Im Jahr 586 vor unserer Zeitrechnung wurden Jerusalem und der Tempel durch fremde Mächte zerstört. Tote über Tote, Feuer, Hungersnot, Wohnungsnot - unendlicher Schmerz, unendliche Trauer.

Solche Katastrophen durchziehen die Menschheitsgeschichte von Beginn an.
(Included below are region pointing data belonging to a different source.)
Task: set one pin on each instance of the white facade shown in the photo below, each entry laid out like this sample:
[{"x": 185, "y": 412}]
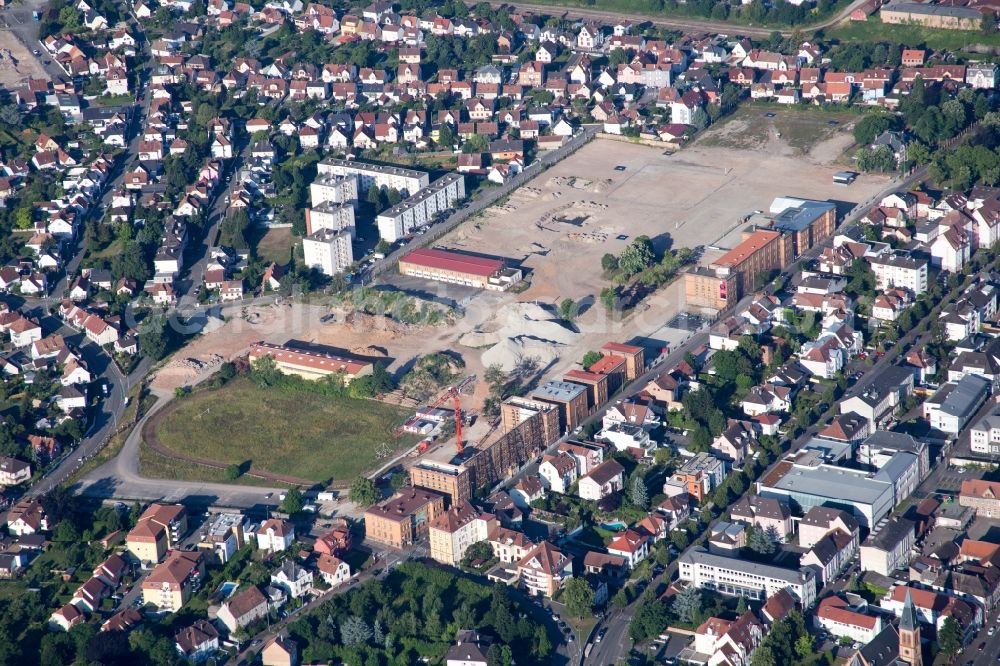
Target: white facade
[
  {"x": 328, "y": 251},
  {"x": 737, "y": 577},
  {"x": 420, "y": 208},
  {"x": 335, "y": 189},
  {"x": 407, "y": 181}
]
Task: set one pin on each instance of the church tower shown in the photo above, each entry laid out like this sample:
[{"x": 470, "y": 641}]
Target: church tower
[{"x": 909, "y": 635}]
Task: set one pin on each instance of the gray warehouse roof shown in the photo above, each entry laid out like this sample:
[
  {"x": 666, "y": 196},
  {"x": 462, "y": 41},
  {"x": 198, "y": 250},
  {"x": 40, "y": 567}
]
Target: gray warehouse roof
[
  {"x": 834, "y": 483},
  {"x": 792, "y": 576}
]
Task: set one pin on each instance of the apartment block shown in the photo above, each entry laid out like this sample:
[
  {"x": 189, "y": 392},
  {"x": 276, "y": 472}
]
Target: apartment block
[
  {"x": 329, "y": 251},
  {"x": 569, "y": 398},
  {"x": 402, "y": 520},
  {"x": 421, "y": 207},
  {"x": 451, "y": 480},
  {"x": 454, "y": 530},
  {"x": 407, "y": 181},
  {"x": 159, "y": 529},
  {"x": 330, "y": 215},
  {"x": 516, "y": 410}
]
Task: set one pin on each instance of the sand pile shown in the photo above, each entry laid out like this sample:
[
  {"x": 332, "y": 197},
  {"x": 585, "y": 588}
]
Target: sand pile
[{"x": 519, "y": 331}]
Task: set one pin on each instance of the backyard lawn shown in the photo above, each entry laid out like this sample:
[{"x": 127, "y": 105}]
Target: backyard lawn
[
  {"x": 275, "y": 244},
  {"x": 282, "y": 431}
]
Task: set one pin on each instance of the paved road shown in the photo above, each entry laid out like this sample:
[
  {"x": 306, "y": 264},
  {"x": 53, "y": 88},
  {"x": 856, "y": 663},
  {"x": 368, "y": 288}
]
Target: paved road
[
  {"x": 483, "y": 200},
  {"x": 683, "y": 24}
]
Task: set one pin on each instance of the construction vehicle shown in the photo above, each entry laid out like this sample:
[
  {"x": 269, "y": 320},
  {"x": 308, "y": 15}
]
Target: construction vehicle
[{"x": 451, "y": 393}]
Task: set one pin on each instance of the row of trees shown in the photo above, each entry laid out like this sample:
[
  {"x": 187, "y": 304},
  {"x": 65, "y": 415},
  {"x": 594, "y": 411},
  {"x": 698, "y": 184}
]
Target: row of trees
[{"x": 415, "y": 611}]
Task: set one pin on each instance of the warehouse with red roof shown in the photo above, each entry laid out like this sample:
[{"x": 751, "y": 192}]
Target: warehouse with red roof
[{"x": 459, "y": 268}]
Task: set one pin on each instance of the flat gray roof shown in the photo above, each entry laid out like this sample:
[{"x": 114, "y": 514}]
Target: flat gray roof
[
  {"x": 791, "y": 576},
  {"x": 557, "y": 390},
  {"x": 834, "y": 483}
]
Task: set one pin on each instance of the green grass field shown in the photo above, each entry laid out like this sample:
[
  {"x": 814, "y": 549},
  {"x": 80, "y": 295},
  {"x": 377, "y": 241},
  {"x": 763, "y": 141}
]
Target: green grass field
[
  {"x": 873, "y": 30},
  {"x": 296, "y": 433}
]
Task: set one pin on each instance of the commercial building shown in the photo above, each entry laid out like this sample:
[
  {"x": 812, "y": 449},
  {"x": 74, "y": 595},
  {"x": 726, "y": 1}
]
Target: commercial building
[
  {"x": 985, "y": 433},
  {"x": 330, "y": 215},
  {"x": 932, "y": 16},
  {"x": 706, "y": 288},
  {"x": 159, "y": 529},
  {"x": 170, "y": 584},
  {"x": 311, "y": 364},
  {"x": 459, "y": 268},
  {"x": 736, "y": 577},
  {"x": 327, "y": 250},
  {"x": 890, "y": 548},
  {"x": 635, "y": 361},
  {"x": 900, "y": 270},
  {"x": 404, "y": 519},
  {"x": 406, "y": 181},
  {"x": 516, "y": 410},
  {"x": 452, "y": 480},
  {"x": 982, "y": 496},
  {"x": 451, "y": 532},
  {"x": 569, "y": 398},
  {"x": 224, "y": 535},
  {"x": 955, "y": 403},
  {"x": 421, "y": 207},
  {"x": 760, "y": 254},
  {"x": 806, "y": 482},
  {"x": 697, "y": 477}
]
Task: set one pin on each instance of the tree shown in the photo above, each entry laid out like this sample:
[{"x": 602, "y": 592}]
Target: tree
[
  {"x": 568, "y": 309},
  {"x": 758, "y": 542},
  {"x": 988, "y": 23},
  {"x": 687, "y": 604},
  {"x": 363, "y": 492},
  {"x": 264, "y": 372},
  {"x": 355, "y": 631},
  {"x": 590, "y": 358},
  {"x": 638, "y": 494},
  {"x": 870, "y": 127},
  {"x": 578, "y": 597},
  {"x": 155, "y": 338},
  {"x": 950, "y": 636},
  {"x": 638, "y": 255},
  {"x": 293, "y": 502}
]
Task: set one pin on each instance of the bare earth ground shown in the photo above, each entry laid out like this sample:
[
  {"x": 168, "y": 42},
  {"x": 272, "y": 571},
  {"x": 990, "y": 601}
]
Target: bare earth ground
[
  {"x": 16, "y": 62},
  {"x": 559, "y": 226}
]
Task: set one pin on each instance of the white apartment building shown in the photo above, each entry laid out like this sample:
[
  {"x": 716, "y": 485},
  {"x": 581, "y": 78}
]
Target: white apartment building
[
  {"x": 900, "y": 270},
  {"x": 330, "y": 215},
  {"x": 420, "y": 208},
  {"x": 335, "y": 189},
  {"x": 452, "y": 532},
  {"x": 407, "y": 181},
  {"x": 985, "y": 433},
  {"x": 328, "y": 251},
  {"x": 737, "y": 577}
]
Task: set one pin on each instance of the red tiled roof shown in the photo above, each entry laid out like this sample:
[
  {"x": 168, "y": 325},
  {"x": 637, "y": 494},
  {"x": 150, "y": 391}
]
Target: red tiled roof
[{"x": 453, "y": 261}]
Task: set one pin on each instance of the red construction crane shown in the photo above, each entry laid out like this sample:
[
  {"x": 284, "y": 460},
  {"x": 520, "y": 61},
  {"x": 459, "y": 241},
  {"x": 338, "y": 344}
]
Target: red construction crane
[{"x": 453, "y": 393}]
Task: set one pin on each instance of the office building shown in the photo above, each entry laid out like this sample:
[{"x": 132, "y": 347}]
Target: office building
[{"x": 328, "y": 251}]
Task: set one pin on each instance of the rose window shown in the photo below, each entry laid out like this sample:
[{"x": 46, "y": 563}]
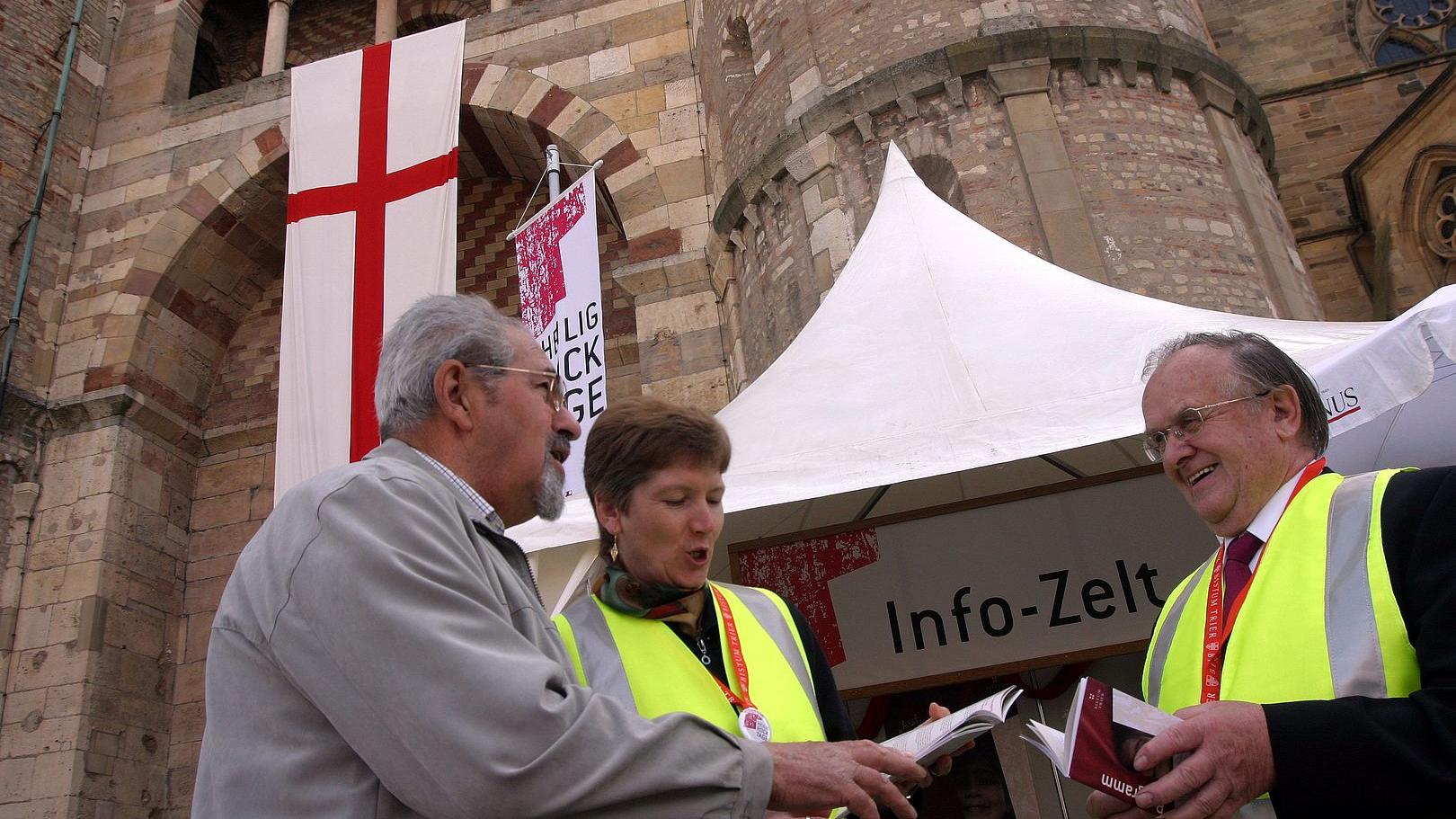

Und schon immer haben die Künstler, die Literaten und die Religionen versucht, dem Elend der Lebenden durch Bilder, Worte oder Musik einen Ausdruck zu geben.

Da, wo der Schmerz uns sprachlos macht, versuchen Künstlerinnen und Künstler zur Sprache zu bringen, was einem in der Kehle stecken zu bleiben droht. "Ich habe mir fast die Augen ausgeweint, mein Leib tut mir weh, mein Herz ist auf die Erde ausgeschüttet ... weil die Säuglinge und Unmündigen auf den Gassen in der Stadt verschmachten". So heißt es in den Klageliedern, einem nicht sehr bekannten Teil des Alten Testamentes.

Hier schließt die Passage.